Hoje, ao contrário, os homens chamam os demônios de saia e suam a camisa do prazer. Os arlequins e colombinas cruzam na passarela da avenida. Blocos fantasiados passam. Espalhados pelo chão, confetes dão conta da ilusão passageira. Pleno reinado de Momo, o rei da folia. As gazelas abrem alas e a fauna desfila no emaranhado da selva de pedra. As mesas estão cheias de copos cheios e homens vazios. O álcool destila os sonhos desfeitos. Amanhã é quarta-feira e a farra termina. Orfeus procuram dar as últimas cartadas. As Eurídices amontoam-se no canto do salão. O conjunto nos leva para a terra de Alá. Odaliscas induzem ao segredo do ventre desnudo. E eu me amarro no momento que se esvai, tentando agarrar algum confete colorido que me esconda da realidade do cheque voador, que amanhã eu possa cobrir. Suor e perfume gastos deixam a marca do pecado. Homens e mulheres se abraçam e caem pelas ruas. Amanhã de manhã o sol baterá em nossos rostos e mostrará os traços da orgia. E aí ressuscitaremos sacudindo a poeira de nossas fantasias. A boca seca nos empurrará para o pote da consciência despertada.

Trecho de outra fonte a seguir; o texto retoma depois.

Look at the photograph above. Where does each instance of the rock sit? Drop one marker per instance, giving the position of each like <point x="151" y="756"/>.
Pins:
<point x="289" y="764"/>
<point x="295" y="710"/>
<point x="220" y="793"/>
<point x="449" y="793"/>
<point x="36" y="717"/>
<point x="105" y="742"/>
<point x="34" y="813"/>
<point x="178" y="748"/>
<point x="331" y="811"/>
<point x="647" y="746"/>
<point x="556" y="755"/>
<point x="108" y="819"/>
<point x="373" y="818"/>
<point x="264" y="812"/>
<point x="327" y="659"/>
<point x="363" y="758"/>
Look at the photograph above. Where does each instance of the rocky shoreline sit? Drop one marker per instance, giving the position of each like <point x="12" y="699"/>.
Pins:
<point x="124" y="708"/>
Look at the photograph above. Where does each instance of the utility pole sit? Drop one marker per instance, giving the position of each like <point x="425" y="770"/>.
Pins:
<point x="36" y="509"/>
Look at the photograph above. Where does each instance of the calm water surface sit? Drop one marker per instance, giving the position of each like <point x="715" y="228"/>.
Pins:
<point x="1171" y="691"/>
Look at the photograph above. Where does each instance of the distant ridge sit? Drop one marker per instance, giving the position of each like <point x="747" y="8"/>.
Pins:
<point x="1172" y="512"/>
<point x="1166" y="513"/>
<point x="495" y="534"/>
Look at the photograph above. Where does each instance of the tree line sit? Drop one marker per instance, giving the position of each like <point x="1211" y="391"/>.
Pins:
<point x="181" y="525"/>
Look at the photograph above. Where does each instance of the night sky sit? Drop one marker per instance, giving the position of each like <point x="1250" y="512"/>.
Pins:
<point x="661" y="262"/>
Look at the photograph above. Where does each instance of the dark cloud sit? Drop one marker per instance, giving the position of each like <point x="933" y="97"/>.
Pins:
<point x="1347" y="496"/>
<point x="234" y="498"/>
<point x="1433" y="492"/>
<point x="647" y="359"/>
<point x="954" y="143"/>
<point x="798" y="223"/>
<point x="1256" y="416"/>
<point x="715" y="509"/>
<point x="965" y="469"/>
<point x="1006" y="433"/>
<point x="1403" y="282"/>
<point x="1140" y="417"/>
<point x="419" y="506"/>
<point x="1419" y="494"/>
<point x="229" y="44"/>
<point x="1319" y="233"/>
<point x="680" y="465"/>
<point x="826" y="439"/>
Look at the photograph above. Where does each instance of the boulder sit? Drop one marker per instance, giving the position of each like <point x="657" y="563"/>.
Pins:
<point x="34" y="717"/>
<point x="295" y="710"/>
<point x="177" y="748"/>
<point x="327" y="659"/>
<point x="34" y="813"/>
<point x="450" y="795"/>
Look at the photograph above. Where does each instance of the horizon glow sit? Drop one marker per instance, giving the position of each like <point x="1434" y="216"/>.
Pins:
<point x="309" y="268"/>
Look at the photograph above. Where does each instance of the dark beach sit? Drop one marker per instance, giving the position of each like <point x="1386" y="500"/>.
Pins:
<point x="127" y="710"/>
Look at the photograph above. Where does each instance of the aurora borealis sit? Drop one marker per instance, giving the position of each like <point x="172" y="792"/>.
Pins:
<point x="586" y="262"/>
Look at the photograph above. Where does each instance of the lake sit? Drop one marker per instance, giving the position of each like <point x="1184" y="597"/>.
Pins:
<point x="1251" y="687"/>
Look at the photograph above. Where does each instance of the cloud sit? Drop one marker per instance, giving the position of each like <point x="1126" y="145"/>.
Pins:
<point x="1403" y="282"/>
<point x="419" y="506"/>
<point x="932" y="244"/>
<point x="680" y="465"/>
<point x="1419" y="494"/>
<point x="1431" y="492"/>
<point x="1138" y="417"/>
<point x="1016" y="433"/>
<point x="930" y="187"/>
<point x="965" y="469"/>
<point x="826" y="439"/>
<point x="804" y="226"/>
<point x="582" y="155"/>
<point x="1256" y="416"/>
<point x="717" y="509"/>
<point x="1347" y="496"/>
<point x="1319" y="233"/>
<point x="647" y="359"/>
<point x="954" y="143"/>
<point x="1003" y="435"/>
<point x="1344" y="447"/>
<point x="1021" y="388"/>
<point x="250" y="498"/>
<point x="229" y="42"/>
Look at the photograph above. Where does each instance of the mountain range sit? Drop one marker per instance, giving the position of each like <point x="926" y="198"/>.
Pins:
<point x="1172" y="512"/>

Rolam duas lágrimas dos olhos negros da dançarina. Parece até poema de Júlio Salusse: Os Cisnes. O namorado a deixou no meio do salão. Notei os pés da moça, que antes deslizavam suavemente. Os pés constituem uma espécie de feitiço. Imaginei escalar aquela cordilheira e cair prazerosamente no vulcão das sensações. A vida ainda nos reserva o caldo da esperança. Então assobiei a marcha da quarta-feira de cinzas.